Profitability a core issue

Tuesday, 3 September, 2002 - 22:00
INSURANCE companies must bring profitability back into their core business or risk facing the wall, delegates at an insurance industry conference in Perth were told last week.

Burned by the share market downturn and exposures coming from the HIH Royal Commission, insurance companies are in the process of rewriting their business direction statements.

The difficulties facing the industry are reflected in the $381 million underwriting loss the sector experienced in the 12 months to December 2001. An investment return of $1 billion resulted in an underlying profit of $640 million. In 2000, the industry turned a $640 million underwriting loss into a $1.4 billion profit after investment returns were factored in.

Blessed by years of positive returns on investments in the equity markets, the insurance industry could, to some extent, afford the luxury of making losses in their core business.

The past 12 months have changed all that. Faced with negative equity returns, the underwriting loss has taken on a new significance.

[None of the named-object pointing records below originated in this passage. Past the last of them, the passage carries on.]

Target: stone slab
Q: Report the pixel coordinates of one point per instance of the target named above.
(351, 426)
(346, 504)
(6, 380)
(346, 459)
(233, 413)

Speaking at the conference, Insurance Council of Australia executive director Alan Mason

said public liability insurance was the most difficult performer

in the insurance stable.

“On an industry wide basis these figures show that the cost of public liability claims is still well in excess of the amount of premium collected,” he said.

“While the Insurance Council welcomes the reform initiatives by NSW, WA, QLD and SA, it

remains concerned about the

lack of a consistent approach. Insurers are looking for predictability in claims outcomes to be able to properly price this type of insurance, and different approaches will dilute the effectiveness of reform.”

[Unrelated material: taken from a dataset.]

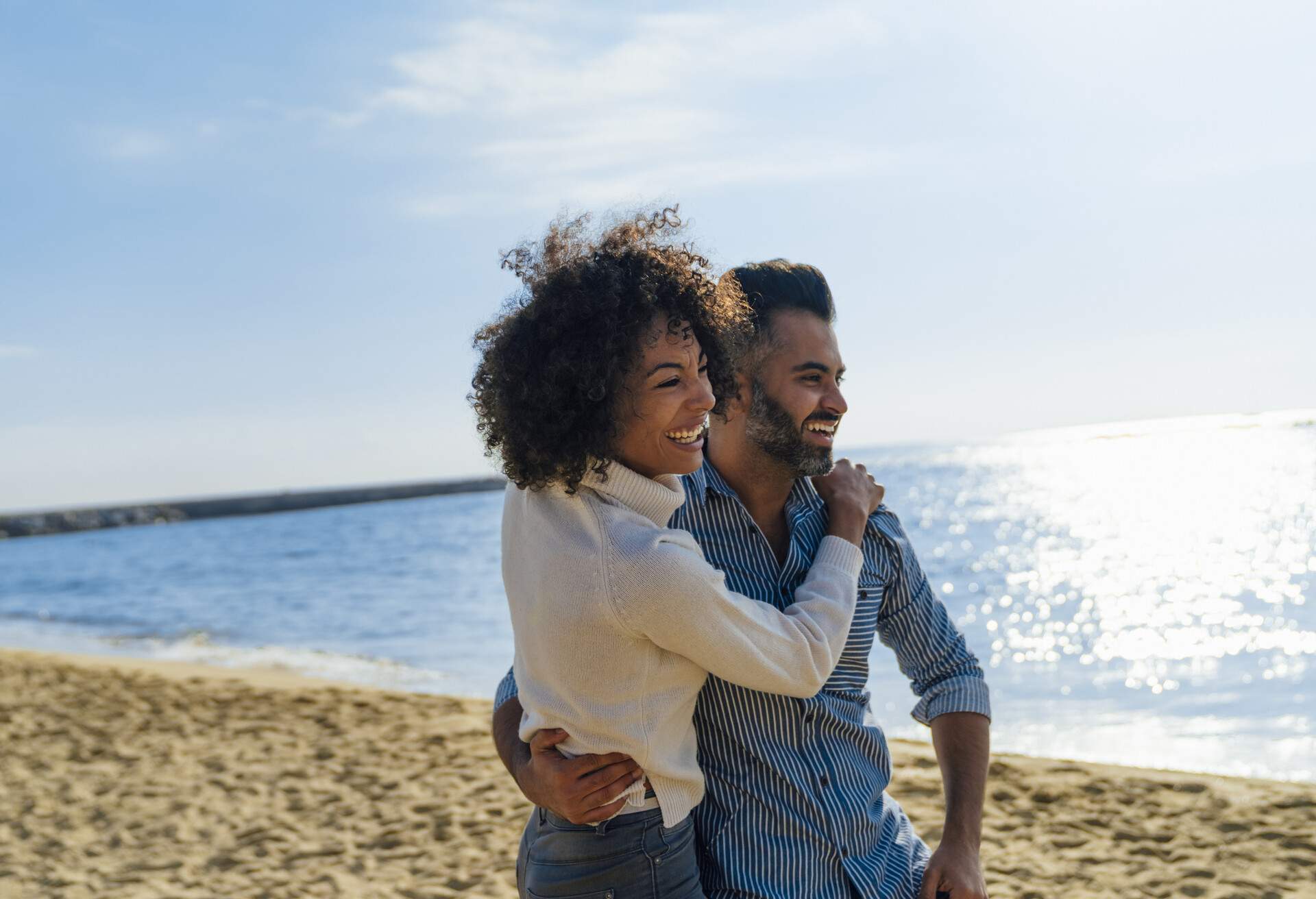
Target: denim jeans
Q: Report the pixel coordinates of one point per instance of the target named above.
(626, 857)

Royal & SunAlliance Australia Group managing director Michael Wilkins raised similar concerns at a business luncheon on the same day.

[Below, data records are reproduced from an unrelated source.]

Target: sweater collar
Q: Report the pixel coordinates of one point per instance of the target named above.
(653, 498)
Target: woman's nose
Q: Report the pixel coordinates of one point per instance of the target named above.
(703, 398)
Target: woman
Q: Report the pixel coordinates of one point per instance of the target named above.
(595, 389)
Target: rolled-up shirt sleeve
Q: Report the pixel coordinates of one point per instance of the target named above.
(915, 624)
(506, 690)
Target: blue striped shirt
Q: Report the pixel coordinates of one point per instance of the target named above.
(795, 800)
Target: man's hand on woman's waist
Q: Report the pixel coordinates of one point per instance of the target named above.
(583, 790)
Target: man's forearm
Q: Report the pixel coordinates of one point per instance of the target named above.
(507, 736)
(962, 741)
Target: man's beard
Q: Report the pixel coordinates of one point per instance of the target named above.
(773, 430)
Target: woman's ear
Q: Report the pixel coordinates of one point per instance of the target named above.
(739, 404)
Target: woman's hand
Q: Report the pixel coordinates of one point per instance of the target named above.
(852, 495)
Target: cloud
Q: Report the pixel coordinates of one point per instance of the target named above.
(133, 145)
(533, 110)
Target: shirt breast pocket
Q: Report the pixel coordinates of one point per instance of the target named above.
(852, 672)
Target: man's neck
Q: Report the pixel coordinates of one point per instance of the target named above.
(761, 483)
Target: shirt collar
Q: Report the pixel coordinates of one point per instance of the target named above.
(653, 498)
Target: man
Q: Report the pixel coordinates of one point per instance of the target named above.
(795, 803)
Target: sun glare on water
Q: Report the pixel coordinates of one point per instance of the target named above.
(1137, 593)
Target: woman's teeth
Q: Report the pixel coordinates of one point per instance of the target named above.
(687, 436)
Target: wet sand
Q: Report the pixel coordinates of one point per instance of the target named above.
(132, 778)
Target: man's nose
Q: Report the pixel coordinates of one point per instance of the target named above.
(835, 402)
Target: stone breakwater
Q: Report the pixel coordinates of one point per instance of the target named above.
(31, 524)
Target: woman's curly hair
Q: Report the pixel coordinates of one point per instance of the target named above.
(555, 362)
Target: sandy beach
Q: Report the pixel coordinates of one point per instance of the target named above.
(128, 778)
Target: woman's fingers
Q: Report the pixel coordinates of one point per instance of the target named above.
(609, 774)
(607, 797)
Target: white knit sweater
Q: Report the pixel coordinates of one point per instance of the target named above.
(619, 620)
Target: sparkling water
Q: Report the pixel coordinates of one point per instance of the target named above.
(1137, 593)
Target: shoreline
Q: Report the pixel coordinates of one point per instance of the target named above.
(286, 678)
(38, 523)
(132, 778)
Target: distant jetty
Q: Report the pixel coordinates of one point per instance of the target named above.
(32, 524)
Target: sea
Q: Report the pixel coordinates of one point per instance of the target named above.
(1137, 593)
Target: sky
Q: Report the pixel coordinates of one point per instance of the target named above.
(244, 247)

“In recent years buoyant investment markets have allowed insurers to hide many of their underwriting and risk selection sins,” Mr Wilkins said at last week’s Committee for Economic Development of Australia luncheon.

“But no more.

“In these times of reduced investment rates and returns we, as an industry, must revert to the fundamentals of risk selection, underwriting and claims management.

“I believe people sometimes lose sight of the nature of insurance. This is where the Magic Pudding syndrome comes in. People assume that there is a bottomless pit of capital available to use and abuse.”

According to Mr Wilkins the Magic Pudding syndrome assumes that insurers’ capital would some-how magically keep replenishing it-self to be used again and again, keeping the whole situation accelerating, towards possible oblivion.

“In many quarters, including a lot of popular press and probably more particularly talkback radio, this Magic Pudding syndrome seems to still remain entrenched,” he said.

“Realistic pricing is in everyone’s best interest because it ensures we have a vibrant industry that attracts experienced players.

“It rewards shareholders with reasonable, long-term revenue growth and profits. And it rewards consumers because if something goes wrong, your insurer will be there to help you.”

The ICA has announced that it will be releasing a draft code over the next few weeks, which will tackle some of these stakeholder issues, ensuring clients are dealt with in an informed way and disputes are handled effectively.